Last of the Summer Roses

Pictured above: A gorgeous reddish-orange minature rose, one of probably 10 planted in my beds. The color in this image doesn't do justice to the real thing.

A swift and sweeping cold blast blew into town on Friday. A light rain wet everything down and everyone went in search of coats and scarves. When I got home I had the joy of wrestling my scarecrow decorations and decorative flags into the garage before they flew across into the next block. It was so cold that I lit up the fireplace for its winter inauguration and the cats and I enjoyed a toasty night while the wind groused outside. Looking out Saturday morning I discovered frost on the ground and roof tops and the bird bath frozen solid. Luckily the winter weather didn't come down too far because two hours away in Amarillo they had received a few inches of snow.

Winter is my least favorite time of year. For months I get to look mournfully out the window and wish I could work in my garden. Now, in the past, I have been crazy and planted in the snow. But that was in a small side bed that was protected from the winds by a tall fence. Here in my current home it's just a wind tunnel with little wind break.

Sunday turned out to be a nice day. A little chilly but otherwise nice. Most of the plants are dying down or have died down to the ground. The mums are over halfway through with their fall show. However, here and there, a few of the roses have put out a last blossom or two, revived by the cooled weather.

The rose below is some unlabeled rose that I really don't remember how I ended up with.
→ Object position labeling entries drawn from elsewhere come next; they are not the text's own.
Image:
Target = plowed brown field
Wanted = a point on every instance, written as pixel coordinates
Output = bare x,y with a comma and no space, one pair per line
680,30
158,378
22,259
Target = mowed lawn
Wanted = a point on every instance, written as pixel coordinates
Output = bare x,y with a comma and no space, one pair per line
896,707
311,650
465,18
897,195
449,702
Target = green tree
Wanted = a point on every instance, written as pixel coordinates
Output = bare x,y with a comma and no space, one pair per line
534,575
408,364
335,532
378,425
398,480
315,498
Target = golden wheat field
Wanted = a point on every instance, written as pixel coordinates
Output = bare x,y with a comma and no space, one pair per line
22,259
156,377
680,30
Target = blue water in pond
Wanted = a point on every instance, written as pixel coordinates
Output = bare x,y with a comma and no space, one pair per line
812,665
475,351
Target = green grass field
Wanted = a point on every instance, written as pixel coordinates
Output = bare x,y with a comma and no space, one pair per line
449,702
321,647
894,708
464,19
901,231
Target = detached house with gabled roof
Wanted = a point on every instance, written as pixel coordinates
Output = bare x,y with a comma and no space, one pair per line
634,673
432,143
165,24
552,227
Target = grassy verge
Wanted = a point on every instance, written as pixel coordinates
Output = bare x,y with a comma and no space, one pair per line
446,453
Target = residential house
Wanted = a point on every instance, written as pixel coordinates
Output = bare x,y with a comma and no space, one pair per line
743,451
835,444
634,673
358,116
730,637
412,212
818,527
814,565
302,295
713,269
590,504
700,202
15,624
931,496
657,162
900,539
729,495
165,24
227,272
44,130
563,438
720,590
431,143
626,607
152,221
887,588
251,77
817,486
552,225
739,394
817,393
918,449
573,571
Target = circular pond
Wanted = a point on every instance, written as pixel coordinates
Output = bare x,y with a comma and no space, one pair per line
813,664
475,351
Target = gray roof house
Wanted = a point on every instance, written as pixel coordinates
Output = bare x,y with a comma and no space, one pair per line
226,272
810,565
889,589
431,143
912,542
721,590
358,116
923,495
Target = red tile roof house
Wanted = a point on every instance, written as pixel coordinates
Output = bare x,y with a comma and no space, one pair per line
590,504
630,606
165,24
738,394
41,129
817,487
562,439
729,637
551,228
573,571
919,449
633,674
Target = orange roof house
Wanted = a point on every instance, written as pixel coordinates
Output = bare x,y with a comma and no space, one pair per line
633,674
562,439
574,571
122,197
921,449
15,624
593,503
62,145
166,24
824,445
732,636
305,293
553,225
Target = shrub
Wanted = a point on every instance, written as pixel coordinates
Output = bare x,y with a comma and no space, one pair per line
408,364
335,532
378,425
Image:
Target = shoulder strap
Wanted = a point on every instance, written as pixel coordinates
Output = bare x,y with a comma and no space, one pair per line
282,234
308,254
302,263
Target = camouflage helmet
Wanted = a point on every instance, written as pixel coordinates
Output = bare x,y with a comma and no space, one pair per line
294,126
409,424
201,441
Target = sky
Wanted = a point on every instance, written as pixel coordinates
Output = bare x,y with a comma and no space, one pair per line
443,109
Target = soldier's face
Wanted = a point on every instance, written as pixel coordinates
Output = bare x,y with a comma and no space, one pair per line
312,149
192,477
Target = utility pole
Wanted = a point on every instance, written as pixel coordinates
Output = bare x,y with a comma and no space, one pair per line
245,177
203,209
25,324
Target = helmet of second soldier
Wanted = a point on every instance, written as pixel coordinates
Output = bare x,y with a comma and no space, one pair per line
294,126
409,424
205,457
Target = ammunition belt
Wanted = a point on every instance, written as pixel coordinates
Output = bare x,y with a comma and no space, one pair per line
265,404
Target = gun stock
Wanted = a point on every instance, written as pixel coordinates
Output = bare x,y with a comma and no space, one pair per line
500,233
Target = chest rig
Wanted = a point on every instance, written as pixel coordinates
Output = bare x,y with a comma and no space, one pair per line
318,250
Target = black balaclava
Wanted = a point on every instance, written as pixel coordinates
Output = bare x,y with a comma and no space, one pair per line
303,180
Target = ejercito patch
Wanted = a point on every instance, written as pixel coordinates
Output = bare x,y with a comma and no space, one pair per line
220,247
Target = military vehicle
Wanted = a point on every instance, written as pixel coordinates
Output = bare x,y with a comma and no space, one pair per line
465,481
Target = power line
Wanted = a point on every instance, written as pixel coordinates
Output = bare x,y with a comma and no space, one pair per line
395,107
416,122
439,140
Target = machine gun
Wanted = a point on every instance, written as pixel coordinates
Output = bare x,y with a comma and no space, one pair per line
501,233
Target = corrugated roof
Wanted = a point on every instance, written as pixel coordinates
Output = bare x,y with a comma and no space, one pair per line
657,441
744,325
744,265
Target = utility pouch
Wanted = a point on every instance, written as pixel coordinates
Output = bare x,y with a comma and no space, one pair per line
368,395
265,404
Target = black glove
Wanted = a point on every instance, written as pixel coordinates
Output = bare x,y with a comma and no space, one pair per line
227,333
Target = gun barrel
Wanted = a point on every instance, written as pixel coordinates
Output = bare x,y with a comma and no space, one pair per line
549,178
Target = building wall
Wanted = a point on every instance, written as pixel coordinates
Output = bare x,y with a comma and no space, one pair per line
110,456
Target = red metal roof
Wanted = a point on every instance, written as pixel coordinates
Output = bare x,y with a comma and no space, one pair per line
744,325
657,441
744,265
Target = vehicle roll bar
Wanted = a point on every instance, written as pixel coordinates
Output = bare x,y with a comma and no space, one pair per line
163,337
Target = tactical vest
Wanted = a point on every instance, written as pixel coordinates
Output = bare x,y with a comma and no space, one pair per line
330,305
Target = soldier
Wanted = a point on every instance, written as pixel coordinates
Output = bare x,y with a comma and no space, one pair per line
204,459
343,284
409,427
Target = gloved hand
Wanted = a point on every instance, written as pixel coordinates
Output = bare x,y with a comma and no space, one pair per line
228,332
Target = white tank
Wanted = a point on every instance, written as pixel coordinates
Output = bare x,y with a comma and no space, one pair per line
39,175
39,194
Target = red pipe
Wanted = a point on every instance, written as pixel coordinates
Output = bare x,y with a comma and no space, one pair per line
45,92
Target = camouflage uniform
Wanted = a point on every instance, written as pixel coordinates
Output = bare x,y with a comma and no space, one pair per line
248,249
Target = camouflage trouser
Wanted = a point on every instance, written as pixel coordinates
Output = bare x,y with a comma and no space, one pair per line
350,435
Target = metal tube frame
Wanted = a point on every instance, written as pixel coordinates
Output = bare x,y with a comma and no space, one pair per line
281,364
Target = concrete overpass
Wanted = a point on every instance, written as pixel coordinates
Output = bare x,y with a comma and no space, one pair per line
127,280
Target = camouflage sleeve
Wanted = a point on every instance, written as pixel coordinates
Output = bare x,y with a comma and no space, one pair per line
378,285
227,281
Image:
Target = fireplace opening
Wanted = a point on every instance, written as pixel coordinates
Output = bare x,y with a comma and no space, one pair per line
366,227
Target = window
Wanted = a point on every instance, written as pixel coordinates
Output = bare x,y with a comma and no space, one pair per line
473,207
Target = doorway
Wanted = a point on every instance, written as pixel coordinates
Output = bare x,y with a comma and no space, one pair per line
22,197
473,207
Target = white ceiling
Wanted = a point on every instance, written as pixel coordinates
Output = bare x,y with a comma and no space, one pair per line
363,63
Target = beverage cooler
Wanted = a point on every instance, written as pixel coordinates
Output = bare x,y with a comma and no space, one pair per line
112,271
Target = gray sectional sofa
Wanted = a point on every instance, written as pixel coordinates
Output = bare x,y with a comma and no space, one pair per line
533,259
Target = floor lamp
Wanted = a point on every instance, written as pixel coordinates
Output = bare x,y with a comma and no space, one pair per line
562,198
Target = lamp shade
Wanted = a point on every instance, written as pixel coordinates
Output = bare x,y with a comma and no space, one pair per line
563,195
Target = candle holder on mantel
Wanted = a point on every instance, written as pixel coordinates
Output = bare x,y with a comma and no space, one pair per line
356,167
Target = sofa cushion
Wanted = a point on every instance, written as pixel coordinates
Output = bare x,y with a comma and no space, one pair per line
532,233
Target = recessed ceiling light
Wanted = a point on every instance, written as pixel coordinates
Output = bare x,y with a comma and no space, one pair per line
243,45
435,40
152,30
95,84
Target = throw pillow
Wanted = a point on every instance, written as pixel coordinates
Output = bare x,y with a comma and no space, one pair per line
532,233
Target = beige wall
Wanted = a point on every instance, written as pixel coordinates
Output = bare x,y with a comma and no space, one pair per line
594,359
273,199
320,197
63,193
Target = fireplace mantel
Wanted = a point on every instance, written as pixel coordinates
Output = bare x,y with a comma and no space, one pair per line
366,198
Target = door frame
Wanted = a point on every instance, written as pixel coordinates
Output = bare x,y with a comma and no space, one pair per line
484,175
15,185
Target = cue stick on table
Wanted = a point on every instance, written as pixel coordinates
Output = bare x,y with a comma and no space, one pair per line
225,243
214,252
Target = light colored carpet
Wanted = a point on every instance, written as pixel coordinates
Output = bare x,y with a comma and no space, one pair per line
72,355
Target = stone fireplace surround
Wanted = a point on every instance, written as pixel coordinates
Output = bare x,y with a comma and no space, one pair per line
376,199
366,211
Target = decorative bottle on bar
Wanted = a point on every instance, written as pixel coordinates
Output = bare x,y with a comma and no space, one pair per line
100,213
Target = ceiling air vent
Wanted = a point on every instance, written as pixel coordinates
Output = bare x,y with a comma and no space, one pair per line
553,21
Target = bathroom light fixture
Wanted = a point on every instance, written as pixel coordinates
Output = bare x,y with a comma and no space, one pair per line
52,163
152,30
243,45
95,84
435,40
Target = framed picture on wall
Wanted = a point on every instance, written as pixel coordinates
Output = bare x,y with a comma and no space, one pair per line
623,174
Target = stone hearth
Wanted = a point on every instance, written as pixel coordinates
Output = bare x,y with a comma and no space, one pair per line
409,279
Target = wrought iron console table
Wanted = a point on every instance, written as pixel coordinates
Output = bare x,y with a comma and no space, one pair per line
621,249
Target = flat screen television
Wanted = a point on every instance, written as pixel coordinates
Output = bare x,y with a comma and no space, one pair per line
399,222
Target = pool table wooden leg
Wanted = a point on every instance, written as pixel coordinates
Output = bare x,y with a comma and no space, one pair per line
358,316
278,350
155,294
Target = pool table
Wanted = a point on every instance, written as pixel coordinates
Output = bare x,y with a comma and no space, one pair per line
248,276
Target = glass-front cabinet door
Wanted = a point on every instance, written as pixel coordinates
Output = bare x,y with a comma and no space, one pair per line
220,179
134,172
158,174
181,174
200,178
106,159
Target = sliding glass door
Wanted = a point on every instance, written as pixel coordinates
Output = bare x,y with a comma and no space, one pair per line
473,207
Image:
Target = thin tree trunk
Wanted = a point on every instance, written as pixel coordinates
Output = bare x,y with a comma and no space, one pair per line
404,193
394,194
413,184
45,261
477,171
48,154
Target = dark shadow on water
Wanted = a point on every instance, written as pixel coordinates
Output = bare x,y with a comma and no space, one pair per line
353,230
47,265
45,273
Probably some bareroot rose I bought at Walmart or Home Depot. This rose is very vigorous and, unfortunately, very thorny. I refer to it as "the Octopus." I planted it in the corner adjacent to a neighbor's yard whose dogs have had a habit of breaking into my yard [with one who sometimes tries to come over by standing on the dog house]. Its blossoms are beautiful but I'll probably have to dig it up next spring and move it to a different spot so that I and the lawncare folks don't loose a limb or two. Whatever the name of this plant, it was made to be a security plant that would prevent anyone or thing from going by without getting snagged.
The knockout roses are also putting on a flush of flowers. The pink one, shown below, has been a compact grower so far and the flowers are nice but are not near the performer that the red variety is. The two red Knockout bushes have doubled in a year and their color glows in the back far corner.


  1. Thanks. At some point this winter I've got to round up all the plant tags for the roses and figure out which rose is which.